Hari Kamis, tanggal 9 Desember 2021, Pimpinan dan Hakim Pengadilan Agama Kab. Kediri mengikuti Kegiatan Bincang Hukum dengan tema "Hak-hak Keperdataan Tahanan atau Narapidana Berhadapan dengan Hukum Perdata (Kehadiran dalam Persidangan Secara Langsung atau Virtual)". Undangan Bincang Hukum ini berdasarkan surat Direktorat Jenderal Badan Peradilan Agama Republik Indonesia nomor : 4136/DjA.2/HM.00/12/2021. Kegiatan ini diselenggarakan dalam rangka meningkatkan kualitas dan kapasitas hakim serta aparat peradilan agama dalam permasalahan teknis yustisial.

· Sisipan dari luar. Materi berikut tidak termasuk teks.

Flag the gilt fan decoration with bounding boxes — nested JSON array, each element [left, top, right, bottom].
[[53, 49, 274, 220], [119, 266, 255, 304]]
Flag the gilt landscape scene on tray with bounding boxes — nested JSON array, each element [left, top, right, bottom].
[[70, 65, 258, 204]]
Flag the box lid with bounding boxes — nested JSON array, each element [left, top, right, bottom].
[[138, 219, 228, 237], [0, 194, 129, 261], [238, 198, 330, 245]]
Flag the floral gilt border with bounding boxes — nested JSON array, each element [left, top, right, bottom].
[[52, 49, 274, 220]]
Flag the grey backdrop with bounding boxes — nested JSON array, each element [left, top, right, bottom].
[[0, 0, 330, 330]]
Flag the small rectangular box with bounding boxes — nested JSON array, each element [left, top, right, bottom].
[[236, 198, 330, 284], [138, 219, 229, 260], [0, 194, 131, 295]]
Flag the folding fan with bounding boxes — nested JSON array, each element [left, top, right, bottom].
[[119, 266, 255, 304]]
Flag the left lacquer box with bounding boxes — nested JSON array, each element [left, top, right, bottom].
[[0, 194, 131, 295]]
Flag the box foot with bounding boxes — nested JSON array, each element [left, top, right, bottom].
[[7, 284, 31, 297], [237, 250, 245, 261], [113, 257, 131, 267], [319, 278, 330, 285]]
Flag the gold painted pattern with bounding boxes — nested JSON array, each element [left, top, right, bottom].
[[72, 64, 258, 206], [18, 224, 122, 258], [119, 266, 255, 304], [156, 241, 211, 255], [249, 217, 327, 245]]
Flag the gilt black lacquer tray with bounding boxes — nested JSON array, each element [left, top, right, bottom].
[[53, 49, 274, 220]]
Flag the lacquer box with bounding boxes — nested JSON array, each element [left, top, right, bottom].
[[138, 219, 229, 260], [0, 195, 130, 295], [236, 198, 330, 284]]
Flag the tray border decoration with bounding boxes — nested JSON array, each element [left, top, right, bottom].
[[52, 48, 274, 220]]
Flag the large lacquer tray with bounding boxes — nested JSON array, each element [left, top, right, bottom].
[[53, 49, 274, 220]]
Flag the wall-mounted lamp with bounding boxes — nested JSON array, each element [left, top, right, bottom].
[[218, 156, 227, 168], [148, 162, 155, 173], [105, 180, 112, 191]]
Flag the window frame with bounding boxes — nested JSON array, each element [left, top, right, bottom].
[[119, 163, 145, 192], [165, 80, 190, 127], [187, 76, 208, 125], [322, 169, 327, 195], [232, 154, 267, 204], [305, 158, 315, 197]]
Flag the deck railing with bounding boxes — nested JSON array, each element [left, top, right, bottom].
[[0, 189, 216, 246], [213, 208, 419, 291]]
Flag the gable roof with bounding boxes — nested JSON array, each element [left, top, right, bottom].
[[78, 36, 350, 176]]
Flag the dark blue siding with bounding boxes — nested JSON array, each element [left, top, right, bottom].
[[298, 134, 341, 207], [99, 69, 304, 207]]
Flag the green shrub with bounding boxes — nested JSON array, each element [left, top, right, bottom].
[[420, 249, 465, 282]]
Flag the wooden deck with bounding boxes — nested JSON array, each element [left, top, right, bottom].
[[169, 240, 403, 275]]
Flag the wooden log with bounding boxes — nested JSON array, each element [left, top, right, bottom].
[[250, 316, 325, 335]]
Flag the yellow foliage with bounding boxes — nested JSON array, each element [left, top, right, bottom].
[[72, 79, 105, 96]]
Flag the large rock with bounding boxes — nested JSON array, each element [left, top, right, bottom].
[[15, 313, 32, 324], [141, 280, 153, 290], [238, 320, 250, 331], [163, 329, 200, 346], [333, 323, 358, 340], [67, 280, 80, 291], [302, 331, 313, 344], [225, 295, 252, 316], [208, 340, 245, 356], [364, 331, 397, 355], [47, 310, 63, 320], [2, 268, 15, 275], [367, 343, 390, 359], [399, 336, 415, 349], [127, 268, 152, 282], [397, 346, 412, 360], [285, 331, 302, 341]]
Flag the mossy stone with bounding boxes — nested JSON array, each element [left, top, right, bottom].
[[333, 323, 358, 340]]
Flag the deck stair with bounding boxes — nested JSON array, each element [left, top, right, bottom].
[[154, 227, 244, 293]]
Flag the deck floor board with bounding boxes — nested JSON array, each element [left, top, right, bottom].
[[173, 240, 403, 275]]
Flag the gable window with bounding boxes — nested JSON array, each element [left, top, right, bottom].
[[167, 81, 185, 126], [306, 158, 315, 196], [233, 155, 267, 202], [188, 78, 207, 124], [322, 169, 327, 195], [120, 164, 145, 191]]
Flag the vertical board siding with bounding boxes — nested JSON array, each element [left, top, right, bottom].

Bincang Hukum ini dibuka oleh Ketua Kamar Agama Mahkamah Agung RI, Dr. H. Amran Suadi, S.H., M.H., M.M. dengan dihadiri narasumber dari Kementerian Hukum dan HAM RI serta Ketua Pengadilan Tinggi Agama Gorontalo.

Satuan kerja yang melaksanakan kegiatan bincang hukum ini adalah Pengadilan Agama Tilamuta yang berada pada wilayah hukum Pengadilan Tinggi Agama Gorontalo. Beberapa Bapak Hakim yang lain mengikuti acara bincang hukum ini melalui website YouTube channel Pengadilan Agama Tilamuta.

Dalam sesi bincang hukum ini Bapak Thurman M. Hutapea, Direktur Binapilatkepro Ditjenpas Kemenkumham, menyampaikan pernyataan beliau sebagai berikut :
"Mempertahankan hubungan perkawinan adalah salah satu bentuk mempertahankan hak keperdataan.
Dengan demikian, maka ketika seorang narapidana dilarang/ dihalangi menghadiri
persidangan perkara perceraian yang diajukan oleh suaminya/ isterinya,
maka sama saja menghilangkan hak si narapidana
untuk mempertahankan hak keperdataannya."